Every term in $(2x+3y-4z+w)^9$ is a product of nine factors, each of which is one of the four terms in parentheses. Thus, before you collect like terms each factor will have the form $(2x)^i(3y)^j(-4z)^kw^\ell$, where $i+j+k+\ell=9$. Since the exponents in $x^3y^2z^3$ add up to only $8$, not $9$, there is no such term in the product, and its coefficient is $0$.

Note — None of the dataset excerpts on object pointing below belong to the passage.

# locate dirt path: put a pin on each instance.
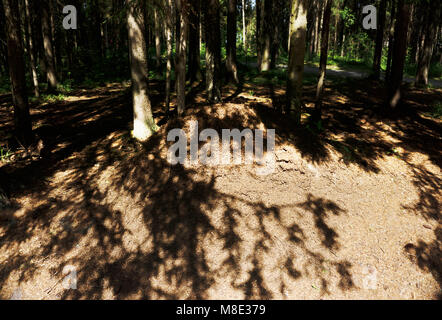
(351, 213)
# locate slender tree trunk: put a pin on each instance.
(390, 40)
(32, 59)
(427, 49)
(244, 30)
(144, 124)
(399, 53)
(266, 36)
(169, 47)
(22, 119)
(194, 69)
(231, 41)
(213, 50)
(323, 59)
(379, 40)
(258, 31)
(297, 35)
(182, 8)
(48, 47)
(157, 37)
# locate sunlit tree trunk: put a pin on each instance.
(297, 35)
(157, 37)
(169, 47)
(22, 120)
(213, 50)
(379, 40)
(48, 47)
(266, 39)
(194, 69)
(144, 124)
(399, 53)
(430, 39)
(32, 59)
(183, 9)
(323, 59)
(231, 41)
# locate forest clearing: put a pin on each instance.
(92, 208)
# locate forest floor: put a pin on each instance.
(352, 210)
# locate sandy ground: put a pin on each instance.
(353, 214)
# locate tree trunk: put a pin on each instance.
(231, 41)
(390, 41)
(297, 35)
(266, 39)
(169, 45)
(323, 58)
(32, 58)
(379, 40)
(22, 119)
(213, 50)
(157, 37)
(194, 69)
(399, 52)
(48, 47)
(258, 31)
(182, 8)
(427, 49)
(244, 30)
(144, 124)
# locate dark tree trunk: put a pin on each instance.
(22, 119)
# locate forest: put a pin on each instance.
(341, 98)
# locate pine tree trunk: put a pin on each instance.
(144, 124)
(213, 50)
(194, 69)
(22, 119)
(169, 47)
(266, 39)
(427, 49)
(231, 41)
(32, 59)
(48, 47)
(297, 35)
(379, 40)
(323, 58)
(157, 37)
(399, 53)
(182, 8)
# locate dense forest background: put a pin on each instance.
(351, 210)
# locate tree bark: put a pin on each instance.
(169, 47)
(144, 124)
(213, 50)
(48, 47)
(323, 58)
(297, 35)
(157, 37)
(427, 49)
(183, 9)
(266, 36)
(231, 66)
(379, 40)
(399, 53)
(22, 119)
(194, 69)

If you actually meant the coefficient of $x^3y^3z^3$, each such term must arise as the product of three factors of $2x$, three of $3y$, and three of $-4z$, so it must be $(2x)^3(3y)^3(-4z)^3=2^33^3(-4)^3x^3y^3z^3$, with a coefficient of $2^33^3(-4)^3=-13824$. Your formulat tells you that there are

$$\frac{9!}{3!3!3!}=1680$$

such terms, so the total coefficient of $x^3y^3z^3$ is $-13824\cdot1680=-23~224~320$.

Solution 2:

Surely the question (although perhaps badly worded) is asking for the term in the expansion which contains $x^3y^2z^3$ as written? This term will be of the form $nx^3y^2z^3w$ for some integer $n$, so its "coefficient" is $nw$. We can expand

$(2x+3y-4z+w)^9 = ((2x+3y-4z)+w)^9$

as

$(2x+3y-4z)^9 + 9w(2x+3y-4z)^8 + \ldots$,

so $n$ is equal to 9 times the coefficient of $x^3y^2z^3$ in the expansion of $(2x+3y-4z)^8$. From Brian M. Scott's answer, we see that $n$ is equal to $$9 \times \frac{8!}{3!2!3!}$$ which I will let you calculate yourself. Also note that this is equal to $$\frac{9!}{3!2!3!1!}$$ which is the coefficient of $x^3y^2z^3w$, as expected.